Want to see the warning signs that air safety regulation in Australia is slipping into dangerous territory? Then visit the active investigations page of the Australian Transport Safety Bureau here.

This volume of persistent and troubling incidents is without precedent in Australia. It cannot be explained by growth alone.

It might be explained by smug indifference to safety regulation in this country, and the apparent unwillingness or incapacity of the Civil Aviation Safety Authority to recognise a serious trend and take immediate action to actively audit carriers for full compliance with the safety rules and their obligations under their Air Operator Certificates.

Here is a chronological selection.

13 July: National Jet (Qantaslink) 717 suffers engine failure after taking off from Mt Newman.

14 July: Polynesian Blue 737 ends up in grass at Sydney Airport after pilots note a failure to respond to controls and abandon takeoff at low speed.

21 July: Jetstar A320 makes two missed approaches in fog to Melbourne, then diverts to Avalon, after coming to within 20 feet of ground with undercarriage incorrectly lowered at one stage and claims a major control system failure occurred but is initially allowed to investigate the incident internally.

22 July: Jetstar A330-200 (widebody) makes emergency landing at Bali en route from Bangkok to Melbourne after one of its two engines is shut down.

7 August: National Jet BAe 146 experiences fuel emergency in two tanks while in holding pattern over Western Australia.

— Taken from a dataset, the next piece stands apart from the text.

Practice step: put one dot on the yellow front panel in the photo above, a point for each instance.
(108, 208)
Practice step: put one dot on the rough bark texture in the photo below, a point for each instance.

11 August: Qantas 737 from Perth lands at Sydney with far less fuel in wings than expected. Investigation looking for reasons why fuel in central tank not accessed as fully as would have been usual.

13 August: Virgin Blue 737 flight from Brisbane to Hamilton Island shuts down one of two engines because of fuel issue and makes emergency landing at Rockhampton.

27 August: Small private plane doing pilot training at Townsville airport touches down behind and then overtakes and climbs over tail of Virgin Blue 737 that had just landed in front of it.

29 August: Commuter propjet has encounter with wake turbulence of larger jet on leaving Adelaide airport. Was it too close and why?

6 September: REX turboprop flight from Sydney to Albury turns back after fumes in cockpit force pilots to don oxygen masks.

In each of these incidents the ATSB will issue one or more preliminary or interim reports before making a final report.